An easy explanation for this Chinese shift towards retrenchment is US President Donald Trump, who has applied his own brand of assertiveness to the US–China relationship, with the apparent support of the entire American political class and much of Europe’s, too. Confronted by pushback from the West, China is unsurprisingly warier of pushing forward.
But China’s current caution also owes much to the fragility of its economic performance. As anyone who has recently travelled to Beijing will tell you, the sense of economic pessimism there has rarely been as tangible as it is now.
To a degree, sagging Chinese growth is a self-induced problem. Since Xi’s declaration in 2017 that financial stability is a national-security concern, risk-taking by local governments and the financial sector has generally been frowned upon. Because these actors have been the two main engines of China’s growth in the past 10 years, risk-aversion among provincial officials and financiers has naturally sapped energy from the economy.
Yet there is another, under-noticed, source of China’s economic fragility: the capital account of its balance of payments. Since 2014, when China’s foreign reserves began to fall from their US$4 trillion peak (to US$3 trillion today), the authorities have been nervous about the damage excessive capital outflows might inflict on China’s economic self-confidence and global role.
In any emerging economy, there’s an important connection between the health of the capital account and that of the domestic economy. If money is voting with its feet, how can anyone expect domestic confidence to be strong?
Furthermore, the most important single driver of capital flows in and out of any emerging economy is the state of US monetary conditions. Loose US monetary policy in the aftermath of the 2008 financial crisis pushed capital towards China and other developing countries. That’s what helped reserves grow to US$4 trillion in the first place: the US Federal Reserve’s ‘quantitative easing’ made it profitable for Chinese firms to borrow dollars and sent investors on a global quest for yield, so money flowed to China.

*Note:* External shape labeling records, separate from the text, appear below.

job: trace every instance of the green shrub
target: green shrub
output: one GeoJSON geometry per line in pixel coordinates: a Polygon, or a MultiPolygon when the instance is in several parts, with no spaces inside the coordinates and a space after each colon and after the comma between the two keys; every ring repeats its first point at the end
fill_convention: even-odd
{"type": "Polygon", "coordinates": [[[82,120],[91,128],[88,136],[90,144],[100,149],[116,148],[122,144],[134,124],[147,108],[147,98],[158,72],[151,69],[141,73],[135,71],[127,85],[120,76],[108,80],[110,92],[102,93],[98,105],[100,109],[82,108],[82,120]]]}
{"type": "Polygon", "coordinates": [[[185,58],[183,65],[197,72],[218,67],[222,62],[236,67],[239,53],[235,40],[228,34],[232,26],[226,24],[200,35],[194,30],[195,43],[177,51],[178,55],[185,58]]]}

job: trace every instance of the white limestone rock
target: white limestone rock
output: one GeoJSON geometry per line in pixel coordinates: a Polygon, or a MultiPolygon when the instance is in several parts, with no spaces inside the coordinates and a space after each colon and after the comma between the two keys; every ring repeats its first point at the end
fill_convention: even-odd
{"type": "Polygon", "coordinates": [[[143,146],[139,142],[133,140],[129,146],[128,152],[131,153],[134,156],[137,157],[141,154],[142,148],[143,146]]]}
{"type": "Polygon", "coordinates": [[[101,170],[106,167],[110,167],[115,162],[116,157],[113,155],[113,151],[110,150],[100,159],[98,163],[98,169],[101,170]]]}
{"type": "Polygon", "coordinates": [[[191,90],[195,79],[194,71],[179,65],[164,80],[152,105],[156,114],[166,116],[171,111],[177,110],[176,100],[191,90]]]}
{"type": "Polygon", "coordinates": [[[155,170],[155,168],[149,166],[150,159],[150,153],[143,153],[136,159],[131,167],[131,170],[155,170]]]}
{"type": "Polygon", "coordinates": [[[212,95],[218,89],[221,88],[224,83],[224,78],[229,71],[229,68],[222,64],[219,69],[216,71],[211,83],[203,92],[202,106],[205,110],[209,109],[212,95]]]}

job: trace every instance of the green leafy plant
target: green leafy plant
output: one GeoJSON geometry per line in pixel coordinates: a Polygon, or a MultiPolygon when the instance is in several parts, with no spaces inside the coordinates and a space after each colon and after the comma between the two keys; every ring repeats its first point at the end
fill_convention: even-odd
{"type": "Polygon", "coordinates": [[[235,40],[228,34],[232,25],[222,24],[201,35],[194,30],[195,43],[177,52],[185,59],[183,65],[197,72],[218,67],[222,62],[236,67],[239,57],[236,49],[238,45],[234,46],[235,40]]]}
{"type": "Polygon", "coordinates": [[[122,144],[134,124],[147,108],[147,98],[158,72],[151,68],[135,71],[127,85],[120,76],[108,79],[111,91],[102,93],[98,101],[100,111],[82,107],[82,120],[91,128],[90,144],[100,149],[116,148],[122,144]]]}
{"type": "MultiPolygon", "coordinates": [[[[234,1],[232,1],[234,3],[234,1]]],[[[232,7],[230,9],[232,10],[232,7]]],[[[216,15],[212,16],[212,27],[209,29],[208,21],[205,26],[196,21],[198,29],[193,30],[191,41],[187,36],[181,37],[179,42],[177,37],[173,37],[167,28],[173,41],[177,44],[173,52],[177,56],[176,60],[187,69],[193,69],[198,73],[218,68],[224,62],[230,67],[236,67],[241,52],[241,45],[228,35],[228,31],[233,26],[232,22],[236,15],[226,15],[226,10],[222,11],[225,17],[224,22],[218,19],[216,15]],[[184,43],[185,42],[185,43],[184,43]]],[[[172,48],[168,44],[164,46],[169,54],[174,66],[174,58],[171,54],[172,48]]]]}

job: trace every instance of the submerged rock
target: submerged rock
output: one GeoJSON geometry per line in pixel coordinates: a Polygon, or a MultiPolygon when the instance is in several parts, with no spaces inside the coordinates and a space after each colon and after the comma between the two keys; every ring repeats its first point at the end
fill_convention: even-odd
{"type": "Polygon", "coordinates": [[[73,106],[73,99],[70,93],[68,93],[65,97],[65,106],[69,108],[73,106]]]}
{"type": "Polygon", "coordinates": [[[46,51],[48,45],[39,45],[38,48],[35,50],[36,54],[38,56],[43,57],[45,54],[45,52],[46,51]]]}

Conversely, the progressive tightening of US monetary conditions over the past five years has undeniably helped to suck dollars away from China, causing the country to lose reserves and self-confidence. This is partly because Chinese companies tend to repay debt when the dollar is strengthening and the cost of servicing dollar liabilities goes up. In addition, foreign portfolio investors are less willing to buy Chinese government bonds when the China–US interest differential narrows, as it has in recent months.
The main reason why reserves haven’t fallen below US$3 trillion, which would make Chinese policymakers even more nervous, is the network of controls on capital outflows introduced in late 2016 and early 2017. But the controls may not be completely watertight: the history of capital flows tells us that when money wants to leave a country, it will.
A fragile capital account, and the economic self-doubt it can create, are hardly strong foundations for aggressive Chinese foreign policy. The next time Trump feels like excoriating Federal Reserve Chairman Jerome Powell for tightening monetary policy too quickly, he might pause to consider the role that higher US rates and a stronger dollar have played in taming China’s self-confidence. A dovish Fed is a gift to Beijing.